第三十五話 ラールも噂を耳にする

 ラールside


 ラールは現在ユリアと共にフレンディア国へ来ていた。

 丁度レイン達がブラックスライム討伐に向かった後に。


 「おい知ってるかあのガキ次はブラックスライム討伐に臨んだぞ」

 「港で聞いたんだけどよ。何か世界一の外れスキル持ちだってよ」

 「そんな訳ねえだろ。だったらあの巨竜に勝てるはずがねえ。お前も見ただろ」

 「ま、まあそうなんだがな」


 ラールとユリアの近くで誰かについて話している男共。

 その誰かとはレインの事なんだが、ラール達はまだ知らない。


 「おいその噂の人物とは誰か分かるか?」

 「誰だて――魔剣聖のラール!?」

 「そうだよ僕が魔剣聖のラールだ。ここに巨竜が現れたと聞いたが」


 ラールは相手を見下す態度と声色でそう高圧的に聞いた。


 「ああ巨竜が突然このフレンディア国に襲来したんだ。三分の一を破壊した。今も修繕中だろ」

 「そうだね。どうやらかなりのモンスターだと聞いたが。今巨竜は?」

 「もう討伐されたよ」

 「何!? 誰が」


 ラールは男の話を聞いて驚きを隠せなかった。

 そして歯軋りをする。


 「誰だと聞いている」

 「れ、レインってガキだよ。そ、それ以上は知らねえよ」

 「れ、レインだと!? ほ、本当にその名前なのか!?」

 「ああそうだ。確かに名前はレインだ」


 ラールは驚愕の余り動けなくなる。


 (やっぱり生きていたのか? だが巨竜を倒しただと!? あり得ない。あんな無能兄貴が倒せるはずがない。同名か?)


 ラールは男にもう一つ質問する。


 「どんな攻撃を使ってた?」

 「ああ。見ていたが漆黒の斬撃を放っていた」

 「ありがとう」


 ラールは安堵と共にやっぱりなと言う表情をした。


 (兄貴じゃなかったか。あの無能兄貴が漆黒の斬撃なんて出せる筈が無い。何せ僕とは違って経験値0の外れスキル持ちなんだから)

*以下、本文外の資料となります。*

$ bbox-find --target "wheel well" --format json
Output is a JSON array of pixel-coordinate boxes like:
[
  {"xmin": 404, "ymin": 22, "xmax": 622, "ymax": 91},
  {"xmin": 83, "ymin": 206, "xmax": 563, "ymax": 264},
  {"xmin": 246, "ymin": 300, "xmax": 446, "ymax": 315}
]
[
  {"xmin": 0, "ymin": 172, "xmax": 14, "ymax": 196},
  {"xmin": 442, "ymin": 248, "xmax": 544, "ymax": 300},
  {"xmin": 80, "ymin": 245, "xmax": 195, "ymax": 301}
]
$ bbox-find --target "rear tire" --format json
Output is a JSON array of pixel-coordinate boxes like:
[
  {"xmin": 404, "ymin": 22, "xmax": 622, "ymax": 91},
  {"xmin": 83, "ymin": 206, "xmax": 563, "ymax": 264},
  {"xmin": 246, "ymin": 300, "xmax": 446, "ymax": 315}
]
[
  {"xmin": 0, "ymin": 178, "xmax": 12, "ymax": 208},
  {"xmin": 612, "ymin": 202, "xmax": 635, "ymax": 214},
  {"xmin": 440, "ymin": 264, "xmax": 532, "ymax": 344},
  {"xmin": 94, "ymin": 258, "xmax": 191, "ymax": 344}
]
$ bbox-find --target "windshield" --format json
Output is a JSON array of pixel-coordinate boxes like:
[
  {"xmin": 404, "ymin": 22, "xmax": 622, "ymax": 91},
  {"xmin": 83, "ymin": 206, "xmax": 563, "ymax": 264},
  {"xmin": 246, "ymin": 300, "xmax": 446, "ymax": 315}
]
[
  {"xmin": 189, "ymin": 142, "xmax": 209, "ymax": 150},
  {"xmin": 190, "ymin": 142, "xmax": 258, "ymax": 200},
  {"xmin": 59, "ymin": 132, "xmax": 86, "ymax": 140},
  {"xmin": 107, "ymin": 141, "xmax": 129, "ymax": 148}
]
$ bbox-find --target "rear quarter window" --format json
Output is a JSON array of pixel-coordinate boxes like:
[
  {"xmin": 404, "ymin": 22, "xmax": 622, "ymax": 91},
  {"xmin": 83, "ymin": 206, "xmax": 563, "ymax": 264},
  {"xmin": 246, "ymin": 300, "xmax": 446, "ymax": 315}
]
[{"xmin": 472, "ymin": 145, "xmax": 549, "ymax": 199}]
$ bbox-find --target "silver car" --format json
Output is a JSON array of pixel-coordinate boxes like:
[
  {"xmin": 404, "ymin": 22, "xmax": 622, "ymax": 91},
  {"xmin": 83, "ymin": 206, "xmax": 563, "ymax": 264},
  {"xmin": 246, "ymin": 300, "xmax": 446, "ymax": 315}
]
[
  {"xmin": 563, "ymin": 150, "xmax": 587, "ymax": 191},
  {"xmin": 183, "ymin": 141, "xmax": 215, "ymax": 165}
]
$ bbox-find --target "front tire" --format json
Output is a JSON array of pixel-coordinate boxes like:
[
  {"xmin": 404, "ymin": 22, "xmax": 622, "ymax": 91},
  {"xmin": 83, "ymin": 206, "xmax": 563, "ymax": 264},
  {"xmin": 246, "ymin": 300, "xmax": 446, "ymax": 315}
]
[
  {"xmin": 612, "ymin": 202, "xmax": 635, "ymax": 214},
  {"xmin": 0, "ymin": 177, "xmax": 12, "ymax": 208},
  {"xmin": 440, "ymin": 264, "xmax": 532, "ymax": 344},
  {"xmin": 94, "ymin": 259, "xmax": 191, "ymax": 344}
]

 ラールはユリアと共に冒険者ギルドから出て街をぶらつく。


 「レイン様凄いですね。大活躍ですね」

 「あれは同名の別人だよ。二度とその名を口にするな。穢らわしい」


 ラールはそう言うとユリアより先に歩いて行く。

 ユリアは首を傾げた。


 (あーあ無能兄貴が生きていたら虐めてやろうと思ったのにな。それにしても別人とはいえ兄貴の名前を聞くと腹が立つな。出会ったら殺してやるか)


 ラールは下卑た笑みを浮かべた。

 だがラールは知らない。別人ではなく、巨竜を倒したのがあの兄貴のレインだって言う事を。

 外れスキル【経験値0】の恐ろしさを。